A courageous action is one where there is a morally worthy goal, associated with real or perceived danger, and which involves acceptance of the inherent risks and benefits of any act (or omission) (Konkin et al, 2020).
Clinical courage is the term used to describe the practice of medicine—or paramedicine—outside one's usual scope of practice, or relevant clinical guidelines, to provide essential medical care (Konkin et al, 2020). It has been said that clinical courage is a nebulous entity, which inhabits the grey zone at the fringes of competence (Wootton, 2011). Another expression of the concept could be that it exists where patient needs push us to the edge of our training and experience. This borders on clinical recklessness, where stepping outside of one's competence is unprofessional, risky or indeed harmful, and we must be mindful to not venture too far into the grey areas that we find ourselves in this position.
A real-world example of clinical courage may be the experienced paramedic who is presented with an acute palliative emergency, requiring sedation or analgesia during a terminal event, such as a catastrophic bleed. While they may be familiar with the drugs and pathophysiology, management of palliative emergencies may not be part of their established scope of practice; yet for the patient in front of them, it may be vital to control their symptom burden. Similar, but more nuanced, discussions relating to clinical courage and stepping to the edge of one's competencies can be seen in debates around international medical electives (Gilbert et al, 2013), where the concept intersects with global health ethics and cultural relativism. Furthermore, the concept of clinical courage accepts that evidence-based medicine may lack direct relevance to the variable and inherently imprecise nature of prehospital care, where linear protocols and guidelines may not be wholly suitable (Bledsoe, 2015). In such cases, clinicians may need to do the best they can for their patient, while practising outside guidelines.
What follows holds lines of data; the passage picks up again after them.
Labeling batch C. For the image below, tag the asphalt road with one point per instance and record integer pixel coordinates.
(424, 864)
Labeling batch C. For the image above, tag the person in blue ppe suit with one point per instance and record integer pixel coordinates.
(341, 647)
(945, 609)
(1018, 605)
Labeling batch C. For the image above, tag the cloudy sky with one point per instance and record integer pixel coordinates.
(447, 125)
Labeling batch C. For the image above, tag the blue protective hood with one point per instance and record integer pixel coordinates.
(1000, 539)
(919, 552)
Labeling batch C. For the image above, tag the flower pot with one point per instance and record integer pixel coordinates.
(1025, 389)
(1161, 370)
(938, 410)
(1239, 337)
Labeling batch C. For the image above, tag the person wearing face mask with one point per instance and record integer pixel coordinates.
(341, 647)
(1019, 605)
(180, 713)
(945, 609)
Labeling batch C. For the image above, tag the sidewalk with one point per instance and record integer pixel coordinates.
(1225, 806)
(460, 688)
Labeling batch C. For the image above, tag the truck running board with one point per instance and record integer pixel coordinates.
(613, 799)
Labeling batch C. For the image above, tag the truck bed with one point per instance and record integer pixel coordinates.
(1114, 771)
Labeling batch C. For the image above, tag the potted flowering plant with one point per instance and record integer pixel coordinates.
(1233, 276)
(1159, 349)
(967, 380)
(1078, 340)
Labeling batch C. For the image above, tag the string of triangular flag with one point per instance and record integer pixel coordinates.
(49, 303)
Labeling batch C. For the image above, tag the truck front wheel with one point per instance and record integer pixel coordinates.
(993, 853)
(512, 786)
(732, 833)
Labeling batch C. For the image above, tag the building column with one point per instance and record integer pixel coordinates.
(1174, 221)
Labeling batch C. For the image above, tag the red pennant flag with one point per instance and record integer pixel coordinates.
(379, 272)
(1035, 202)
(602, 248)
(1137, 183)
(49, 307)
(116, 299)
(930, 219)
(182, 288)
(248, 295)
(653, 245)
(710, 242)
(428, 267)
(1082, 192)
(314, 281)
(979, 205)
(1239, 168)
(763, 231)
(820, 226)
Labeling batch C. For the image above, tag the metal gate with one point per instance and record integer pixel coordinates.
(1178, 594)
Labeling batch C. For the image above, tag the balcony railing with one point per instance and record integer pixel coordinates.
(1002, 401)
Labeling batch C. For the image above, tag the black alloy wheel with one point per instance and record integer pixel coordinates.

In paramedic practice, clinical courage probably occurs frequently, at the roadside, in the sixth-storey apartment or on a remote hillside; however, for the most part, it happens in silence. It is likely significantly underreported, as clinicians may avoid documenting how they stepped outside of guidelines. This likely occurs for many reasons, but I suspect fear of disciplinary action or other sanctioning is a central factor. As the paramedic profession moves forward, there will be a time when we need to acknowledge clinical courage, and face it head-on. This requires a fair amount of fortitude, as one's actions will undoubtably be scrutinised and questioned—and rightly so. It also requires a strong foundation of knowledge to facilitate clinical problem solving and innovation, while maintaining patient safety. In addition, it requires the support of our professional community, and an acknowledgment that the challenges of prehospital care are not easily predicted within written protocols or guidelines. Our profession is full of grey areas and challenging decisions. We have already made huge advances in paramedic education, and bringing clinical courage into the light may be the next step as paramedics continue to expand their autonomy.